In March 2019, the NSW Government signed the formal Partnership Agreement on Closing the Gap 2019–2029 alongside the Commonwealth, state and territory governments, the Coalition of Aboriginal and Torres Strait Islander Peak Organisations and the Australian Local Government Association. This partnership agreement led to the National Agreement on Closing the Gap 2020, which contains four priority reforms and 17 socio-economic targets designed to “overcome the entrenched inequality faced by too many Aboriginal and Torres Strait Islander people so that their life outcomes are equal to all Australians”.
NSW has adopted the 4 national reform priorities and developed an additional NSW specific priority area. The NSW Closing the Gap Implementation Plan 2022–2024 identifies the five priority reform areas in NSW as:
- Formal partnerships and shared decision making
- Building the community-controlled sector
- Transforming government organisations
- Shared access to data and information at a regional level
- Employment, business growth and economic prosperity (NSW-specific).
The renewal of the Closing the Gap agreement is a holistic, long-term approach that aims to significantly transform the delivery of government services to Aboriginal and Torres Strait Islander communities. The key to this is building genuine partnerships with communities and community-controlled organisations and embracing the strength of the community-controlled sector. This approach is not about consultation or co-design but about equal and shared decision making between government and Aboriginal and Torres Strait Islander communities. It will address policy, processes and services that directly affect Aboriginal and Torres Strait Islander communities.
In NSW, the key partnership driving this work is between the NSW Government (led by Department of Premier and Cabinet and Aboriginal Affairs NSW) and the NSW Coalition of Aboriginal Peak Organisations (NSW CAPO). Having NSW CAPO as a partner is critical to bringing the voice of Aboriginal communities directly to the decision-making table and empowers Aboriginal and Torres Strait Islander people with solutions that genuinely meet community needs.

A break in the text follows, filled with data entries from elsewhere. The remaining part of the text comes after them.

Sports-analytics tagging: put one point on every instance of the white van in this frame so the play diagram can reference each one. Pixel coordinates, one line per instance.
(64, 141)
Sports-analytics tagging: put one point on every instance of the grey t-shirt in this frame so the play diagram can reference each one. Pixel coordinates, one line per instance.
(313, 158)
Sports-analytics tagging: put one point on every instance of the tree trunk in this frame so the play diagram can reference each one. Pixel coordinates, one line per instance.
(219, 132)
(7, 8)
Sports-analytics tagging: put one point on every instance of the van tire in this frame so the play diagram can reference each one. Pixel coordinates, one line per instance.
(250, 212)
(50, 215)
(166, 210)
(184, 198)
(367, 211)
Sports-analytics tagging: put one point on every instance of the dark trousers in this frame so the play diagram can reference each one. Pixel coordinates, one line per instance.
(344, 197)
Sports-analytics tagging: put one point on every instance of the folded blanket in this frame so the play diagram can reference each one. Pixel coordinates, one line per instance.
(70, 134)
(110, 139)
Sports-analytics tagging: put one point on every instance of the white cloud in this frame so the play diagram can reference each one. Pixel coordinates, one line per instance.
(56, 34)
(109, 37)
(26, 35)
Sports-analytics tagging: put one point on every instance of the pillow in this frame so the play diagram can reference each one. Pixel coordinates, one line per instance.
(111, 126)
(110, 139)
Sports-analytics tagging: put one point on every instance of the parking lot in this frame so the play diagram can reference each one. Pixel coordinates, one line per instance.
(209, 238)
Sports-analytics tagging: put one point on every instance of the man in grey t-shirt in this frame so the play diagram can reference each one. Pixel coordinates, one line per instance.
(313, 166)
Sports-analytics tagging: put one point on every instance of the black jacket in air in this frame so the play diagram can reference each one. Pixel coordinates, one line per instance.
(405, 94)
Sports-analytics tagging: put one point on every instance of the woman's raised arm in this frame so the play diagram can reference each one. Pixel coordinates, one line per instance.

Together, Aboriginal Affairs NSW and NSW CAPO have created the NSW Joint Council, which is the key decision-making group overseeing the planning and implementation of the agreement. Partnership with the community-controlled sector is embedded in every part of this process. The NSW Joint Council is jointly chaired by the NSW Minister for Aboriginal Affairs and the Co-Chairs of NSW CAPO. Its membership comprises all NSW CAPO members and the Secretary of the NSW Department of Premier and Cabinet.
The principles that underpin the NSW Joint Council are appropriate for NSW Government agencies to apply to all Closing the Gap initiatives. The Aboriginal Affairs website describes those principles as:
- inclusiveness: ensuring all perspectives are heard, respected, and appropriately acknowledged as decisions are made
- genuine shared decision making, including transparency in negotiation and data sharing
- ensuring the views, needs, interests and aspirations of Aboriginal peoples are central to all decision making
- participation: ensuring the active and informed involvement of all parties is possible
- partnership, in accordance with the strong partnership principles outlined in the Partnership Agreement on Closing the Gap 2019–2029.
Initiatives that are responsive to community needs and engage in genuine partnership with the community-controlled sector are beneficial to public administration. This partnership model serves as an example for future initiatives where public administration transitions from government provision to the commissioning of community-controlled services.
While the implementation of the renewed agreement is in its early stages, strong governance groups and the accountability and commitment of ministers, secretaries and public service leaders will lay the foundation for future success. The Closing the Gap model challenges the sector to do things differently by looking at new ways of working, setting new goals and building partnerships with community-controlled organisations.